En attendant, la Magistrature, toujours peu bavarde, n’a pas encore réagi, à ce défi lui lancé par le Sénat ni dit son dernier mot. Elle exploitera certainement l’arsenal juridique mis à sa disposition par le législateur congolais étant donné qu’il s’agit d’un crime économique préjudiciable à la RDC et à des milliers de Congolais qui peinent à nouer les deux bouts, qui sont privés du minimum vital…

Comme d’aucuns le savent, le Parc agro-industriel de Bukanga Lonzo a englouti plus de 200 millions USD du Trésor public sans pouvoir atteindre ses objectifs. Selon les projections, à sa phase finale, il allait répondre aux besoins en certaines denrées alimentaires de la population de Kinshasa, d’une partie des provinces rdcongolaises du Kongo Central et du Kwango voire de Brazzaville en République du Congo avec comme effet d’entrainement la rentrée des devises au pays, pour ne citer  que celle-là.

Sa réussite allait être transférée dans d’autres provinces de la RD Congo. La Tshopo par exemple, est déjà prête pour accueillir le modèle de Bukanga Lonzo. Elle dispose d’une grande étendue de terres arabes dans la concession de l’ancien Complexe Sucrier de Lotokila, œuvre de la coopération sino-zaïroise situé à 75km de Kisangani en aval du fleuve Congo, tombé en faillite à cause de la mauvaise gestion des Zaïrois, après s’être fait parler de lui au pays.

Dans l’ancien Grand Katanga, les habitants respiraient déjà au rythme de Bukanga Lonzo en considérant les objectifs lui assignés notamment la culture du maïs qui est la denrée de base des Katangais et dont la carence provoque la tension sociale dans cette partie du pays.

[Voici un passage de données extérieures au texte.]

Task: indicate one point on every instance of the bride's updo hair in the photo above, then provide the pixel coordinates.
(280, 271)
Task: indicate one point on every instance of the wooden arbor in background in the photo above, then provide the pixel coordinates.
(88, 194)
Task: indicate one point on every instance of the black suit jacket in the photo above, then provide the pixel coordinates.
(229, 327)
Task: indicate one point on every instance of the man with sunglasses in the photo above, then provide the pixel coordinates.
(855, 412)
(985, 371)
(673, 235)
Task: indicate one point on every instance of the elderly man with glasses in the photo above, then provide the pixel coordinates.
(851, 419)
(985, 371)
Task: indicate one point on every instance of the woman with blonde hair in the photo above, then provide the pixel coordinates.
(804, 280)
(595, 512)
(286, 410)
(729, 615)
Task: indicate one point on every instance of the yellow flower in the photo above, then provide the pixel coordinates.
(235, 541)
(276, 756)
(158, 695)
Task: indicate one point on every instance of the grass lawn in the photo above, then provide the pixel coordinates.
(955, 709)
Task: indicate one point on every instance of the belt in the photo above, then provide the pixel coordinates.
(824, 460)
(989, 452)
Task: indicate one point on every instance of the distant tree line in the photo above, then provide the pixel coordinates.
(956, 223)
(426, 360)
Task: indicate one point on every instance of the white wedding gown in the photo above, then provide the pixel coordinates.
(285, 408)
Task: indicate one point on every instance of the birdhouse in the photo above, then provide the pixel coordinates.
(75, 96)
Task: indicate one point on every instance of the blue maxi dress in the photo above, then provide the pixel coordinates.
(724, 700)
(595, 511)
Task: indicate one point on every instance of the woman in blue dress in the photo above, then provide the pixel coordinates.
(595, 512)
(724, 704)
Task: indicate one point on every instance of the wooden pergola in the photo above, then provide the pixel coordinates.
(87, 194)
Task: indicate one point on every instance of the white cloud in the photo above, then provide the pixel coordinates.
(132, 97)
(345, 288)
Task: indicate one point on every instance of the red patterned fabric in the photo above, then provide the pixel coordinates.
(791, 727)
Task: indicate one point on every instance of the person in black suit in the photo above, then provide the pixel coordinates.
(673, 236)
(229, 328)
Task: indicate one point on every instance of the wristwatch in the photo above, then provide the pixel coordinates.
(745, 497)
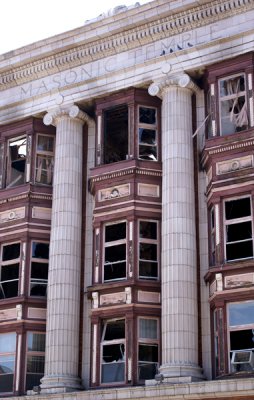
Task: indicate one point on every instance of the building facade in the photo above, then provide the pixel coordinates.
(126, 207)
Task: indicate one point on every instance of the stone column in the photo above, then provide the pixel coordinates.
(178, 267)
(63, 296)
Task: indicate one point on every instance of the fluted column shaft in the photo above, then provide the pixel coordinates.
(178, 269)
(63, 298)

Les Zaïrois et, particulièrement les Kinois, les Bas-Zaïrois et les Bandundois, se souviennent encore des effets bénéfiques du Domaine Agro-industriel Présidentiel de la N’sele (DAIPN), un projet israélo-zaïrois des années 1970 dont les produits avaient gagné les marchés et étaient prisés par les consommateurs.

Est-ce que le gouvernement de la République Démocratique du Congo aura-t-il le courage de débloquer d’autres millions de dollars américains afin que le projet pilote de Bukanga Lonzo soit dupliqué dans d’autres provinces du pays tant que la vérité sur sa débâcle n’est pas encore connue et ses auteurs n’ont pas subi la rigueur de la loi ? Nombreux sont des Congolais qui  répondraient par la négative.